Final answer:
Using kinematic equations and the given time intervals and acceleration due to gravity, the initial velocity of the balls can be calculated. Both balls are thrown with the same initial velocity and the velocities are equal and opposite at the point of collision.
Step-by-step explanation:
The student is asking about the velocity at which two balls must be tossed vertically so that they collide in mid-air. Given that they collide 0.5 seconds after the second ball is tossed, we can use kinematic equations to find the initial velocity. The supplied acceleration due to gravity is 9.8 m/s², which will allow us to calculate the initial velocity using the equation of motion.
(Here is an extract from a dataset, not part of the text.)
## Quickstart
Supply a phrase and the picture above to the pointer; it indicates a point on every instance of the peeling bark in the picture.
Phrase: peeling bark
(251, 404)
Let's designate the time when the first ball is tossed as t=0. The second ball is tossed at t=1 second. At t=1.5 seconds, both balls collide. For the first ball, which has been in the air for 1.5 seconds, we can use the following equation:
v1 = u - g×t
where v1 is the velocity of the first ball at the collision, u is the unknown initial velocity (the same for both balls), g is the acceleration due to gravity (9.8 m/s²) and t is the time (1.5 seconds for the first ball).
Since the balls collide, the first ball is moving downwards and the second ball upwards, so their velocities are equal in magnitude but opposite in direction. The second ball has been in the air for 0.5 seconds, so:
v2 = u - g×t
where v2 is the velocity of the second ball at the collision, and t for the second ball is 0.5 seconds.
Since v1 = -v2, we can set the equations equal to each other and solve for u:
u - g×1.5 = -(u - g×0.5)
Solving the above equation will yield the initial velocity u.